Roots of Polynomial over Finite Field - Characteristic Polynomial
I am currently trying to implement the Pollard Rho Algorithm using the speed-up with automorphisms applied to the Bitcoin curve Secp256k1. Hence I have the elliptic curve $y^2= x^3+7$ over a finite field with order $p$ such that $p\equiv 1 (mod) 6$, and with prime cardinality $l$.
Then we have an automorphism $\phi: E \to E$ with $(x,y) \mapsto (\xi_6 x, -y)$. Then there exists an integer $s_\phi$ s.t $\forall P \in E( \mathbb{F_{p}} )$ we have $\phi (P) = s_\phi P$. To find this $s_{\phi}$ we calculate the roots of the characteristic polynomial of $\phi$ modulo $l$.
This is the step is where I am working on. I calculate with this example of an elliptic curve over $p = 733387$ with $l = 734443$:
E = EllipticCurve(GF(733387), [0,0,0,0,7])
$P$ and $Q$ are such that $Q = e * P$
P = E([117331 ,426853,1])
Q = E([614057 , 176740 , 1])
card = 734443 #(=the order of P)
k = GF(733387)
k2 = GF(734443)
primroot = k.zeta(6)
print primroot
output 164753 which is of order 6 as wanted in $\mathbb{F_{p}}$
print k(primroot^5+primroot^4+primroot^3+primroot^2+primroot+1)
Here I am not sure, but I think from the cyclotomic theory the minimal polynomial is $x^5+x^4+x^3+x^2+x+1$ for the primitve $6^{th}$ root of unity in $\mathbb{F_{p}}$ ?
since $s_{\phi}$ should be found as a root of the polynomial modulo $l$ I created it in the polynomial ring modulo $l$
Pk = PolynomialRing(k2, 'x')
print Pk
poly = (x^5+x^4+x^3+x^2+x+1)
print poly.roots()
print (poly.roots()[0][0]).parent()
here lies my problem. The root that sage outputs are:
[(-1/2*I*sqrt(3) + 1/2, 1), (1/2*I*sqrt(3) + 1/2, 1), (-1, 1), (-1/2*I*sqrt(3) - 1/2, 1), (1/2*I*sqrt(3) - 1/2, 1)]

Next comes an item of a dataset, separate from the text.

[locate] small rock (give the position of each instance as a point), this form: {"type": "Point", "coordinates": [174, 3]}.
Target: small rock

I tried to check different questions in the forum and saw that the parent of my root is a Symbolic Ring, but I don't know what to do about it. And I can't continue calculating with my possible $s_{\phi}$. And I need my $s_{\phi}$ to continue the steps in the Pollard Rho algorithm.
My source for this is the "Handbook of Elliptic and Hyperelliptic Curve Cryptography" section 15.2.1.
I would be happy for any advice of maybe different souces that treat this algorithm.